Shepard R. Hurwitz, MD
Medical licensure is a practice requirement in all states and territories in the United States and the District of Columbia. Licenses are issued by state medical boards, with some states having separate licensing boards for doctors of osteopathy.
Established in 1912, the Federation of State Medical Boards (FSMB) represents all of the nation’s state medical and osteopathic boards and functions as a clearing house of information about common licensing issues and professionalism. Recently, the FSMB turned its attention to protecting the public from physicians and surgeons of poor quality or competence.
The MOL initiative
Part of the increased attention to physician competence is due to the initiative to create a Maintenance of Licensure (MOL) program, similar to the Maintenance of Certification (MOC) process now in place for all medical specialty boards, including the American Board of Orthopaedic Surgery (ABOS). Unlike board certification, however, renewal of a medical license is required for orthopaedists to continue to practice orthopaedic surgery.
In 2010, the FSMB adopted MOL as a process with the following three parts:
- Reflective self assessment (What improvements can I make?)
- Assessment of knowledge and skill (What do I need to know and be able to do?)
- Performance in practice (How am I doing?)
The FSMB also created an implementation task force to help all state medical boards implement the MOL process between the years 2015 and 2020. It’s important to note that the wording of the 2010 agreement states that “participation in MOC…represents substantial compliance with maintenance of licensure requirements.”
The FSMB set up pilot programs in 11 states to begin later this year. In nine states (Colorado, Delaware, Iowa, Massachusetts, Mississippi, Ohio, Oregon, Virginia, and Wisconsin) and in the District of Columbia, the medical board will operate the pilot program. In California and Oklahoma, the osteopathic licensing board will operate the pilot program.
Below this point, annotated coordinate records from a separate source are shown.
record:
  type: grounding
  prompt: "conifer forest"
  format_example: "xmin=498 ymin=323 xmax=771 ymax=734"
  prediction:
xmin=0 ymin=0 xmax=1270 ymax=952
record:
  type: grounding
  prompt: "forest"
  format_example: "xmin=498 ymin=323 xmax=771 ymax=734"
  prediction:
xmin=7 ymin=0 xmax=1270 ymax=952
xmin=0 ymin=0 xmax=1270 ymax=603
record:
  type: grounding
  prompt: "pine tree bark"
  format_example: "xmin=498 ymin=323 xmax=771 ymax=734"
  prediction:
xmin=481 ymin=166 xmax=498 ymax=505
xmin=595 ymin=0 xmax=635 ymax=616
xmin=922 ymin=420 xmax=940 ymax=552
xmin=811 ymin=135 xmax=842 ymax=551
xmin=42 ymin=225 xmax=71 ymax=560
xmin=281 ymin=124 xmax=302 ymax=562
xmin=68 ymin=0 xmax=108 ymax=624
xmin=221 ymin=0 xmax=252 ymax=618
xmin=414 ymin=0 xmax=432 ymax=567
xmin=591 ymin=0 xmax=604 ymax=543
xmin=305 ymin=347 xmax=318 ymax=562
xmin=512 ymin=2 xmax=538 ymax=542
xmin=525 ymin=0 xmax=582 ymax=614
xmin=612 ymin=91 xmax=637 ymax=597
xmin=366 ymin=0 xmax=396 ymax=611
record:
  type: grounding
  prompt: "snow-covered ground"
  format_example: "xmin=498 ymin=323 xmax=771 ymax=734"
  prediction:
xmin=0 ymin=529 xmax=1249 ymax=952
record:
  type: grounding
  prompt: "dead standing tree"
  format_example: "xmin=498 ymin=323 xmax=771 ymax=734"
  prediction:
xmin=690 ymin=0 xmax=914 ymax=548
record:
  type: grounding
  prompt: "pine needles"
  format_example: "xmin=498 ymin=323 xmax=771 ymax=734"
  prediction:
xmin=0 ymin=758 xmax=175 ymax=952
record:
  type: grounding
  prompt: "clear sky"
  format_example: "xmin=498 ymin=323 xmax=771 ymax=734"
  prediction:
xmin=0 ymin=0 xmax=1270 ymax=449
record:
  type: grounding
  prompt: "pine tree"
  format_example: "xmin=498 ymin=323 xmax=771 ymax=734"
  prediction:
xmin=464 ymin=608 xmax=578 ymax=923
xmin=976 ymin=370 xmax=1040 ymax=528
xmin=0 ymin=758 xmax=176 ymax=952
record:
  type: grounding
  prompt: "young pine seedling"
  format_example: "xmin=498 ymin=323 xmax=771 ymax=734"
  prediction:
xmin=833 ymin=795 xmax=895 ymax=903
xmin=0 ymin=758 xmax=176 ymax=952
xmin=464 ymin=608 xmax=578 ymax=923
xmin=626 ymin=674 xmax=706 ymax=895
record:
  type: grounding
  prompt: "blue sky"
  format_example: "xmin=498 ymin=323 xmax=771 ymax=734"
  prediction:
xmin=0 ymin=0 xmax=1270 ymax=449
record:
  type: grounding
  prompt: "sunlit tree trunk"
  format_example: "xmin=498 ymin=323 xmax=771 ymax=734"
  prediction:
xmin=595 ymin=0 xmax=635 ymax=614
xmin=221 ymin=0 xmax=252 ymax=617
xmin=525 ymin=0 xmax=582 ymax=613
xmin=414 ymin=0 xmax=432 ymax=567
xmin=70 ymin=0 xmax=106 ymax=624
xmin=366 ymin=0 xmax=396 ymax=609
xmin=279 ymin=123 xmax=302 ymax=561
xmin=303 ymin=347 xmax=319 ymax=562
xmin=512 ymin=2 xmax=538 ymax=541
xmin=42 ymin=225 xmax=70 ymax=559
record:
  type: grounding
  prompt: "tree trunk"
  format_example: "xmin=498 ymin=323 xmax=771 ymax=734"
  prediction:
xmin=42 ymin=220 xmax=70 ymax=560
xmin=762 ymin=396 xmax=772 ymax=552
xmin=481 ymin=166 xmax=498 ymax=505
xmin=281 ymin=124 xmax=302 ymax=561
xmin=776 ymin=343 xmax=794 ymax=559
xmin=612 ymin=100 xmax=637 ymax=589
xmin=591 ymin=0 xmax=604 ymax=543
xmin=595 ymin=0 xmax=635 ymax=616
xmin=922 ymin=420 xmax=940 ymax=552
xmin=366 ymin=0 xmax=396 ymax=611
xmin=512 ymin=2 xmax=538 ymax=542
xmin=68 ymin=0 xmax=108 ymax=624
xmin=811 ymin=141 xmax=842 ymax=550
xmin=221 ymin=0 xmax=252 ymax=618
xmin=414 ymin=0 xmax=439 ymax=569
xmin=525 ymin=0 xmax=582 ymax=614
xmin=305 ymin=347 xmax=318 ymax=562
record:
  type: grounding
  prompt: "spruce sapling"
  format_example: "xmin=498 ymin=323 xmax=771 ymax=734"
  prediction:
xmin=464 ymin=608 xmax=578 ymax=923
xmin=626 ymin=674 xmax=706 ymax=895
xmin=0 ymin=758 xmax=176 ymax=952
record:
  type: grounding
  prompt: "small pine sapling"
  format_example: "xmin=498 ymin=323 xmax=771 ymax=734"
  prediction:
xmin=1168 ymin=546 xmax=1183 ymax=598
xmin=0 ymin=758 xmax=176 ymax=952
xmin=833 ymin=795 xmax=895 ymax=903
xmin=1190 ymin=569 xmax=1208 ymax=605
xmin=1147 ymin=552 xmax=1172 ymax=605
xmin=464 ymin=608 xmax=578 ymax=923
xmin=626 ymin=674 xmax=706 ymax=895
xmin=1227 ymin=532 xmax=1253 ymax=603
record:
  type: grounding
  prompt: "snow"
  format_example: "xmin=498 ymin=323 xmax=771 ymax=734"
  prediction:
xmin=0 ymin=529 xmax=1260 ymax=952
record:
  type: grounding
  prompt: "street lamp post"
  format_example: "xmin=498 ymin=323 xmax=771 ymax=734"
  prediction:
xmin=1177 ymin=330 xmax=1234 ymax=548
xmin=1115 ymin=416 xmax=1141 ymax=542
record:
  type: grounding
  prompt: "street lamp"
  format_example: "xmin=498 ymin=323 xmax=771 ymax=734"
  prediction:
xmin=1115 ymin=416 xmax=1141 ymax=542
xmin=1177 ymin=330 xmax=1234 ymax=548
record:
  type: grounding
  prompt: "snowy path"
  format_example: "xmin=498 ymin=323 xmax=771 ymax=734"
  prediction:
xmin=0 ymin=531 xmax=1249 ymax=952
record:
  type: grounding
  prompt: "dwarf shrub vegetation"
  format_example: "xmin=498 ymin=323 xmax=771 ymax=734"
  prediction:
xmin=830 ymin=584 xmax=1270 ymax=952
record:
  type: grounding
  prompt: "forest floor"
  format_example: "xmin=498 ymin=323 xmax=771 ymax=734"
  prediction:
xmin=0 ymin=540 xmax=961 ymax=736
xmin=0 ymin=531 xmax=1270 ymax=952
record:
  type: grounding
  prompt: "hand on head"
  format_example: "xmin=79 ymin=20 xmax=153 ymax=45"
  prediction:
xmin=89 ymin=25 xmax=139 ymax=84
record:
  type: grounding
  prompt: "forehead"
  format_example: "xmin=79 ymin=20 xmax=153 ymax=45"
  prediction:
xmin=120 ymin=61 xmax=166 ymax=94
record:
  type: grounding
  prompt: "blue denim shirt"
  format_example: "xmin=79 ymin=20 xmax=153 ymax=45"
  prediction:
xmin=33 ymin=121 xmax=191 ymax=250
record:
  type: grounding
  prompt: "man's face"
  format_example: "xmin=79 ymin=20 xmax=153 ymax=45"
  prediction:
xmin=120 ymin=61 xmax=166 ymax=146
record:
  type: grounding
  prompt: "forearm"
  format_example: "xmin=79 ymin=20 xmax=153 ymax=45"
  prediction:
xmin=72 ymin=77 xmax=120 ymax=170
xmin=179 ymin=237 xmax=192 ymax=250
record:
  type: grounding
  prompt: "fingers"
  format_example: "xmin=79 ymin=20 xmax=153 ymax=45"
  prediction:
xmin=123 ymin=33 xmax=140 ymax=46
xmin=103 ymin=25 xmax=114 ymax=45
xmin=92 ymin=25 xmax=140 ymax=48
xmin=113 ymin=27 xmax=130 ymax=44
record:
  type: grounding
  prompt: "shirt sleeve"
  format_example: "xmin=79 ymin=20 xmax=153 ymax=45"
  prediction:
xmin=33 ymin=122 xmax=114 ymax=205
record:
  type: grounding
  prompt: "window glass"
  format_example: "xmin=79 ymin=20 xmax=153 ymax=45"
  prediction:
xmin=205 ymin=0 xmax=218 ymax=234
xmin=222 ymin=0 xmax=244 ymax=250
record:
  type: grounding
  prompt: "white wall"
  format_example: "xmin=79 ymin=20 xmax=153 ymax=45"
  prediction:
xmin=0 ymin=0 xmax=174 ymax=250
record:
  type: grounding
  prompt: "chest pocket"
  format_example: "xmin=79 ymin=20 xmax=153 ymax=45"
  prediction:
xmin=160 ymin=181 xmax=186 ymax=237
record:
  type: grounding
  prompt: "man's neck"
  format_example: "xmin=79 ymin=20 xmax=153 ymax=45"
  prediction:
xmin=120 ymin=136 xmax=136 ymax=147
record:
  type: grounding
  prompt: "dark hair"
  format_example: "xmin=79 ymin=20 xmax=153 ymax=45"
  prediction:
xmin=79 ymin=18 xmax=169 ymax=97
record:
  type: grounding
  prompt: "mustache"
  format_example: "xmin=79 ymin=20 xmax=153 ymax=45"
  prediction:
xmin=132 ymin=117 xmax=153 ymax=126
Although the exact format of each pilot program will be decided by the individual state medical or osteopathic boards, common elements will include practice assessment, effective patient care, and accountability for performance in practice. It is likely that patient surveys, evidence of performance-improvement, continuing medical education, and evidence of participation in a quality assessment/improvement process will be required.
In addition, orthopaedic surgeons with time-unlimited (lifetime) certification will be asked if they have taken a secure knowledge exam (board recertification exam) within the past 10 years. MOL is likely to replace the current simple license renewal process in all states and territories and there is no evidence yet that those who are not participating in specialty-board sponsored MOC programs will be ‘grandfathered.’
It is highly likely that practicing surgeons who are not certified, including those with time-limited certificates that expire after 10 years, will be required to take some type of medical exam to keep their medical licenses. It is also possible that time-unlimited diplomates of the ABOS may be asked to take a state medical license exam if they do not recertify via the ABOS-approved MOC program.
The impact on orthopaedics
Orthopaedists who practice in one of the states that will pilot the MOL process should contact the state medical board to learn about any MOL requirements. Eventually, all state medical boards will have an MOL process rather than license renewal; in the meantime, it is very important that orthopaedic surgeons know the rules of MOL in their state and plan accordingly.
The American Board of Medical Specialties, of which the ABOS is a member, has asked that participation in the MOC of specialty boards (ABOS for orthopaedic surgeons) serve as meeting the requirements of MOL. For now, the ABOS has been assured that those diplomates who are currently certified and participating in the MOC process (including time-unlimited diplomates) will be deemed to have met the MOL requirements and will be granted licensure renewal. This means that an orthopaedic surgeon with a lifetime certificate or lapsed certification may enroll in MOC without having to recertify to maintain their medical license.
The final form of MOL is not yet known, but the FSMB has agreed to make MOL happen within the next few years. Practicing orthopaedists need to be aware that changes in medical licensure at the state level are coming and that participation in MOC will be helpful in responding to those changes.